Montreal cyclist climbs Mount Royal 100 times, raises $15K for front-line workers
James Piccoli spent almost 15 hours riding up and down Camillien-Houde Way
James Piccoli, one of Canada's top cyclists, woke up Saturday at 3 a.m. and started his day with a bowl of spaghetti.
The 28-year-old Montrealer had a big day ahead of him.
His plan was to spend 12 hours cycling up and down Mount Royal via Camillien-Houde Way to see how many laps he could do.
In the end, Piccoli was in the saddle for 14 hours and 49 minutes and completed 100 laps, a feat no one else has ever accomplished.
Piccoli started out with a goal to raise $3,000 to buy personal protective equipment for people working in Quebec hospitals and seniors' homes as they deal with the COVID-19 crisis.
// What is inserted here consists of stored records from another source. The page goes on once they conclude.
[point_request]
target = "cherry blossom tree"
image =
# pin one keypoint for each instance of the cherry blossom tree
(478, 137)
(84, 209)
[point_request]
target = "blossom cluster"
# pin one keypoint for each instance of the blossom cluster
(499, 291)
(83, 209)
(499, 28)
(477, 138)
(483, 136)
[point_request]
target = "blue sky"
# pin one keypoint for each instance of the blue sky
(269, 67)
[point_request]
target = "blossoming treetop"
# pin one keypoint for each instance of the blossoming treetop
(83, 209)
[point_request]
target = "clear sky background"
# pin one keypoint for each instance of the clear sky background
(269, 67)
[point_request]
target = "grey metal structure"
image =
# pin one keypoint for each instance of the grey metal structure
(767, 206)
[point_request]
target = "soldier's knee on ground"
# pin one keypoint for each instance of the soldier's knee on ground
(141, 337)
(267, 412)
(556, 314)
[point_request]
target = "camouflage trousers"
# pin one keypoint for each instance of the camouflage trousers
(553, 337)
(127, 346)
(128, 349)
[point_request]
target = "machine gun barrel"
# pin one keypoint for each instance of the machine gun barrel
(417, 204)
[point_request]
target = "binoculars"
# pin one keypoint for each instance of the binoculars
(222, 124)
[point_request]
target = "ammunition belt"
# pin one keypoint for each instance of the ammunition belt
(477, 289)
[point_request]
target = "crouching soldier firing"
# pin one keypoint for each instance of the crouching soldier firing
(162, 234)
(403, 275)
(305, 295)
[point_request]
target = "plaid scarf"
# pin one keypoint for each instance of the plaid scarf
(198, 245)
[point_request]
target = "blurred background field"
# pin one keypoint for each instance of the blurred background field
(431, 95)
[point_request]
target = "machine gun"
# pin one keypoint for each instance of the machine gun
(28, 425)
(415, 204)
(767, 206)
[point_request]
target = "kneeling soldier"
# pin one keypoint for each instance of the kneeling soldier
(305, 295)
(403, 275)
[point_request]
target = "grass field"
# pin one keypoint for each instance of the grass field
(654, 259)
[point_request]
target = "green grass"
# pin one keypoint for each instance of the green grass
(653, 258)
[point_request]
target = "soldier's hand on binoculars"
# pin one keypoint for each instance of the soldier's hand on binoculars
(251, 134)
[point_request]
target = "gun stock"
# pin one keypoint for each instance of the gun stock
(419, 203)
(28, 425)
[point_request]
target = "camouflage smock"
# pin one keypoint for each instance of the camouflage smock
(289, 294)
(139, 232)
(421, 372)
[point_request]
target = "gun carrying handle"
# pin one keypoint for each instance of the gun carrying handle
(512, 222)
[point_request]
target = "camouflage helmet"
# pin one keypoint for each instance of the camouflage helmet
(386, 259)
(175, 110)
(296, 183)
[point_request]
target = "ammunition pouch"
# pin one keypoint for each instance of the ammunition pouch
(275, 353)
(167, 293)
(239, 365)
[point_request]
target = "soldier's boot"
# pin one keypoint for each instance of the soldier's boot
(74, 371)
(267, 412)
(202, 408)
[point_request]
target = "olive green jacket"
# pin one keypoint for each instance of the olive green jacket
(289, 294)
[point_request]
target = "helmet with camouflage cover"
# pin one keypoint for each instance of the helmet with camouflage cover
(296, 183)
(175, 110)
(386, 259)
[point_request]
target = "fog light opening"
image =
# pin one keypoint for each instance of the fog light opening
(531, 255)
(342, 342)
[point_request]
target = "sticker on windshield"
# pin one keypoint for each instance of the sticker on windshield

But the fundraiser quickly picked up steam, and by the end he had raised $15,000 for the cause.
"This event exploded," he said. "I was shocked. Clearly the cause touched a lot of people."
Over the course of one day, Piccoli cycled 330 kilometres, with half that distance covering his repeated climb up to the summit of Mount Royal.
He told CBC News he was inspired by his girlfriend, a nurse at the Montreal Children's Hospital, and her colleagues who were working 12-hour shifts.
He described how many front-line health-care workers in the province were dealing with a "crisis with the lack of masks and equipment."
Piccoli teamed up with Groupe Laudie, a Montreal-based medical supply business, and launched his fundraising goal.
"If I can do something in my capacity as a cyclist to help raise money, I would be happy to," he said.
Piccoli's cycling day began at 4:30 a.m. and ended around 9:30 p.m. Of course, he took a few breaks in between bursts of effort.
Speaking on Sunday, Piccoli said he's tired but grateful to those who supported him.
Friends and family came out to cheer him on and some fellow cyclists joined him for a few laps.
In 2017, Montreal nurse Marie-Claude Dumais was the first Canadian to complete the Everesting Challenge. She cycled up Mount Royal 80 times over 32 hours, conquering the equivalent elevation of Mount Everest (8,848 metres).